Developed countries like the United States and the United Kingdom are farther behind on their carbon reductions than their national inventories show, after factoring in the emissions associated with goods they import from elsewhere, according to a new import-export database developed on behalf of Carbon Brief.
“While the U.S. and many European countries have reduced their domestic emissions over recent decades, some of this reduction has been offset by increasing imports from countries, such as China, that have a more carbon-intensive energy mix,” reports analyst Zeke Hausfather. After adjusting for that reality, the differences are stark: the UK shows only an 11% GHG reduction between 1990 and 2014, rather than 27%, and domestic emissions in the U.S. increase 17%, rather than falling 9%.

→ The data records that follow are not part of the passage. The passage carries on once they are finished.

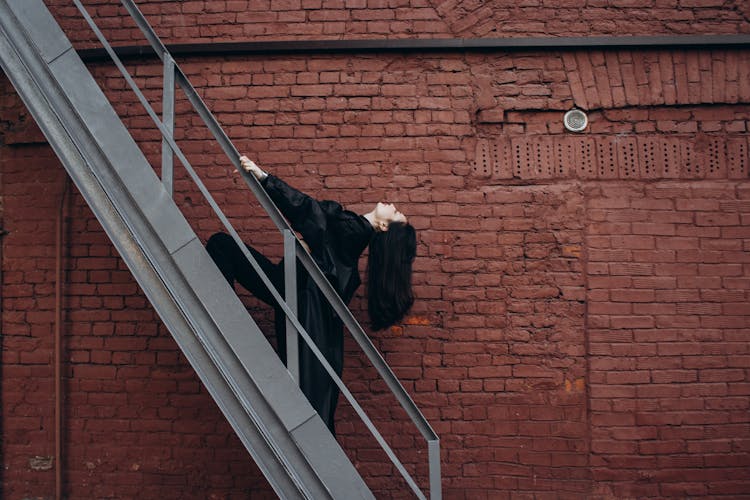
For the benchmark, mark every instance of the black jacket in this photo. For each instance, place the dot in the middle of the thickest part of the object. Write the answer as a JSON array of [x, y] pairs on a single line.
[[336, 238]]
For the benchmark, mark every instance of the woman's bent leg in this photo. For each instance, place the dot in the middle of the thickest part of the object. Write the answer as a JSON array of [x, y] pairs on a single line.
[[233, 265]]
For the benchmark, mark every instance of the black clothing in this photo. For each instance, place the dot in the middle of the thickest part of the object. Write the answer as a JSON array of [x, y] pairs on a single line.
[[336, 238]]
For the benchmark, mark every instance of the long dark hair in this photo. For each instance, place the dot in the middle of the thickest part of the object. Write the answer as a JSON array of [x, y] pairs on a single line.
[[389, 264]]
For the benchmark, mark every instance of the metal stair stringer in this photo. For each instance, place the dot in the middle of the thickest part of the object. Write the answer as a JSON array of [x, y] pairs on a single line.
[[269, 413]]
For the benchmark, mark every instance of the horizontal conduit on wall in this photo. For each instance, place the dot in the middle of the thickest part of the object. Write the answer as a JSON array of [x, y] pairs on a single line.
[[612, 157], [439, 44]]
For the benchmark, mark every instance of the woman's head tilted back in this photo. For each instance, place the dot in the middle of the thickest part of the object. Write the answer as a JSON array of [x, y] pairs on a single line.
[[389, 289]]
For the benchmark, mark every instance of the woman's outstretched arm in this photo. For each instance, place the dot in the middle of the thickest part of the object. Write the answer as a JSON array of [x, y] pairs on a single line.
[[307, 215]]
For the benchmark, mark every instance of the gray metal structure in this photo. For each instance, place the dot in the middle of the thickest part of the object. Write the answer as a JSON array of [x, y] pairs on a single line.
[[259, 397]]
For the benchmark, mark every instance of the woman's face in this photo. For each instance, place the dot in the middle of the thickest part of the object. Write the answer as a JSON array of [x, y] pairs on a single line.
[[387, 213]]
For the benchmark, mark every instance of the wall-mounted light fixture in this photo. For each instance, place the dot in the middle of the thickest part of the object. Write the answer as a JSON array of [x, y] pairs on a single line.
[[575, 120]]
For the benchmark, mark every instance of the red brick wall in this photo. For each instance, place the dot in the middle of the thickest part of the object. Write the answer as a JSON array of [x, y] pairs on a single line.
[[204, 21], [581, 328]]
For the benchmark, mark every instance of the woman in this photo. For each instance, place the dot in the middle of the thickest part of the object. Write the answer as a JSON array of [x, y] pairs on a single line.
[[335, 238]]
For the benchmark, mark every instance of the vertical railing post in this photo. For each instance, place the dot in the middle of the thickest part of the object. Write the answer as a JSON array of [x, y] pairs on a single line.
[[290, 296], [167, 155], [433, 456]]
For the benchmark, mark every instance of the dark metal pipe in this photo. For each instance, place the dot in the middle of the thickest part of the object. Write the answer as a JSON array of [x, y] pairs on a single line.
[[59, 237], [293, 47]]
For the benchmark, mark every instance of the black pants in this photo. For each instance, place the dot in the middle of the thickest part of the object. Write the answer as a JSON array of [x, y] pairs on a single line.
[[315, 382], [235, 267]]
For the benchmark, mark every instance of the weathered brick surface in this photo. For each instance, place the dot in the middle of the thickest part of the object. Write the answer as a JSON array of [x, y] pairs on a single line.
[[581, 325], [206, 21]]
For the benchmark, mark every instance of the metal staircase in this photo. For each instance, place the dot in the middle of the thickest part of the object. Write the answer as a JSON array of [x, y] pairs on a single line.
[[255, 391]]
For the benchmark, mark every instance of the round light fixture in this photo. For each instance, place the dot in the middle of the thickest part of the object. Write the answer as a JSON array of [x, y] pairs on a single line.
[[575, 120]]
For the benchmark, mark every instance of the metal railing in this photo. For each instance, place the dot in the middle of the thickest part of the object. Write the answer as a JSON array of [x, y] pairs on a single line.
[[293, 248]]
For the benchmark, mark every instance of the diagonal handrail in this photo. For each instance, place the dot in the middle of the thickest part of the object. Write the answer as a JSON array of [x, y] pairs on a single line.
[[336, 302]]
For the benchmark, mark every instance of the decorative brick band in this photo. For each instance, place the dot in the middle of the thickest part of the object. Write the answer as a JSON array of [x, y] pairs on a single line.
[[613, 157]]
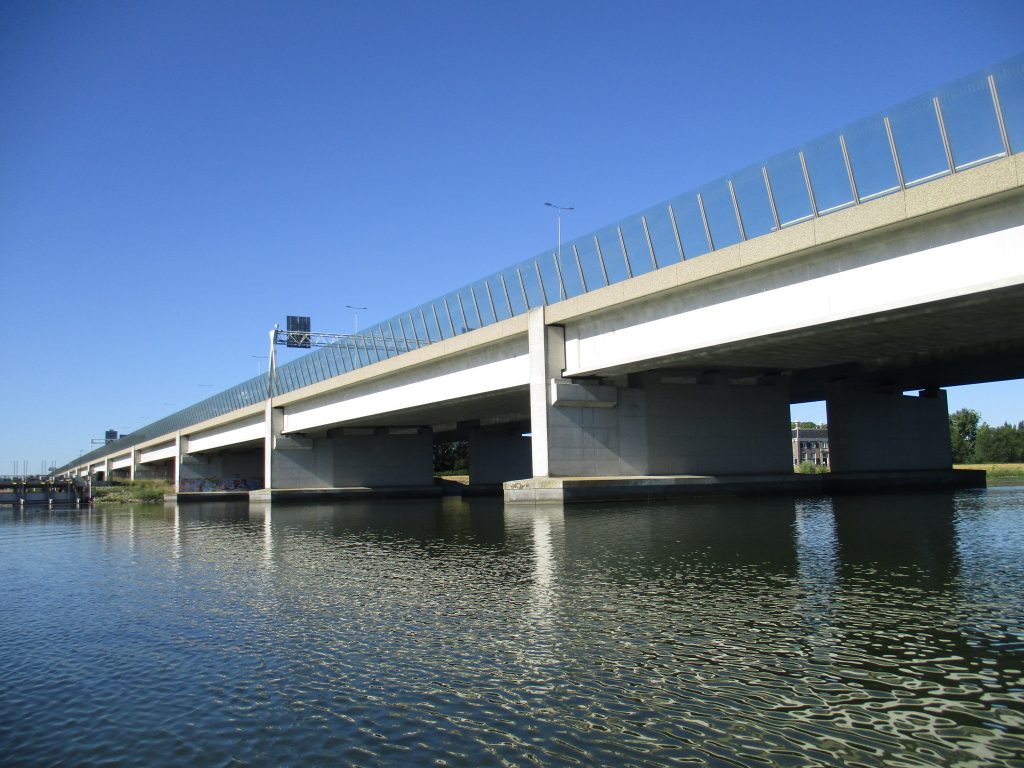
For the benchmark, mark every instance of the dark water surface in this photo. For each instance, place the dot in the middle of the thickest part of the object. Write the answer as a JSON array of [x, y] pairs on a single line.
[[837, 632]]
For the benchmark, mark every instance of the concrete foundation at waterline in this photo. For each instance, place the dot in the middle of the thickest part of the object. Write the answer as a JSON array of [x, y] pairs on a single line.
[[568, 489]]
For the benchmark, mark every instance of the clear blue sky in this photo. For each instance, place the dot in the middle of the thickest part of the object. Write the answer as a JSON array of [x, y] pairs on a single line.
[[176, 177]]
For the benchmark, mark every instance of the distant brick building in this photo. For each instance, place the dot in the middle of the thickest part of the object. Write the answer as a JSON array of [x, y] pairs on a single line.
[[810, 445]]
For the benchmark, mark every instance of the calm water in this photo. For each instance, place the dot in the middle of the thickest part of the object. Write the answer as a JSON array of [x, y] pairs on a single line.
[[851, 631]]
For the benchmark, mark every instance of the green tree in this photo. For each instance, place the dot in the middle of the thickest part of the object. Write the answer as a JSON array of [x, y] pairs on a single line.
[[999, 444], [963, 434]]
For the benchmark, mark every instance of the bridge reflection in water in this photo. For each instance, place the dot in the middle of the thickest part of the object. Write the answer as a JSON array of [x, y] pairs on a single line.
[[853, 630]]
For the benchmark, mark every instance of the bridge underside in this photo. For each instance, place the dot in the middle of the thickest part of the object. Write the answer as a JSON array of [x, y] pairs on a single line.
[[942, 344]]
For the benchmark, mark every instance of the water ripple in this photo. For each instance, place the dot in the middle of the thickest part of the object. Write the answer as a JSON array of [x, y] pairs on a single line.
[[881, 631]]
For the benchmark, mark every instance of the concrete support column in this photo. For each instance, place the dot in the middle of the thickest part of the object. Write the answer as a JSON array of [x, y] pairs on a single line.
[[273, 420], [547, 360], [301, 462], [180, 449], [385, 457], [872, 430], [499, 456]]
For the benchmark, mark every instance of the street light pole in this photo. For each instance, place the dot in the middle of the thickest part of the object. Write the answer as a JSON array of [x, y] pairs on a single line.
[[558, 216], [355, 312]]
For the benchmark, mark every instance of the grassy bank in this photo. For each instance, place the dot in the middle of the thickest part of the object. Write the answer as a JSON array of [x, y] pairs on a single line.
[[131, 492], [996, 470]]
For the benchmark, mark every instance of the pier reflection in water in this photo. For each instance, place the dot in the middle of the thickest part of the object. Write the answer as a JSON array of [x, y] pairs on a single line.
[[855, 630]]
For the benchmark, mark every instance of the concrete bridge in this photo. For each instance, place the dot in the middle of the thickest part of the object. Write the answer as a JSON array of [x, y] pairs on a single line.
[[662, 354]]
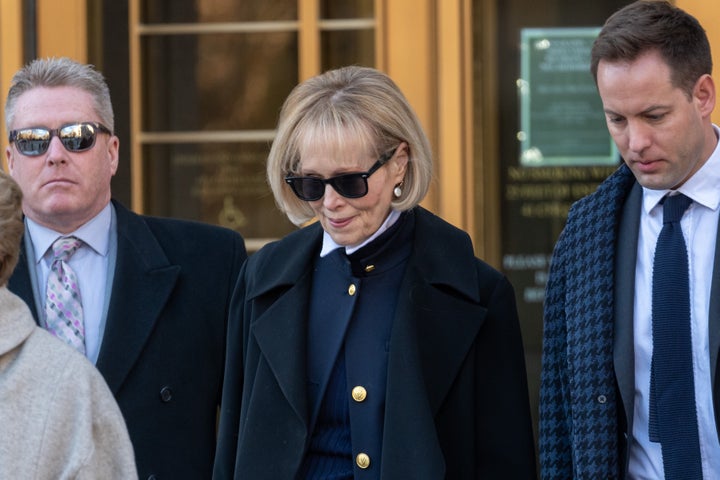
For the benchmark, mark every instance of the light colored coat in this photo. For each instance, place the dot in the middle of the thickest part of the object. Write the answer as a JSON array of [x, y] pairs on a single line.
[[58, 419]]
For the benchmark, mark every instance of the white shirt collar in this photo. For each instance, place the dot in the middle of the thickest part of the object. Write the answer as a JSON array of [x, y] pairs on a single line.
[[95, 233], [329, 244], [702, 187]]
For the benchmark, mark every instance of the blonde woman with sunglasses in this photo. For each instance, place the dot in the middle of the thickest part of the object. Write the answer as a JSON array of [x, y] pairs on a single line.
[[371, 343]]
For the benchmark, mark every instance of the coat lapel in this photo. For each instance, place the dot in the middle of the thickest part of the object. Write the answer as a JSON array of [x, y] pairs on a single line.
[[21, 284], [714, 329], [431, 336], [281, 336], [143, 282], [623, 351], [281, 330]]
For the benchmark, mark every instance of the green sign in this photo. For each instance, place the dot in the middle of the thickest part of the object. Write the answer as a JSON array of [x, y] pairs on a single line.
[[561, 116]]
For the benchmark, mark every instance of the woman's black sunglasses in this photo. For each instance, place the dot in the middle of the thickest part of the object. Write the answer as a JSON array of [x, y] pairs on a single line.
[[75, 137], [349, 185]]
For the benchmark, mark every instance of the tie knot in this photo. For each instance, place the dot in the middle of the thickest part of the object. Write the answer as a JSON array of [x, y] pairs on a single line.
[[674, 207], [64, 247]]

“There is a fundamental question of who is responsible for emissions: the countries that directly emit CO2, or the countries that purchase goods associated with those CO2 emissions,” Hausfather explains. “By tracking ‘consumption emissions’ that account for imported CO2 from trade, researchers can, to some extent, account for carbon transfers associated with the decline of manufacturing in developed countries over the past few decades.”
The approach runs counter to national emissions inventories produced by the United Nations Framework Convention on Climate Change, which only considers emissions produced within a country’s borders. That arguably means misplacing export-related emissions that “have grown dramatically since the early 1990s,” Hausfather says, “accounting for a growing share of total consumption emissions of most developed countries.”
Carbon Brief’s summary gives a detailed explanation of the input-output model behind the analysis and traces the changes in countries’ emission profiles based on their imports and exports.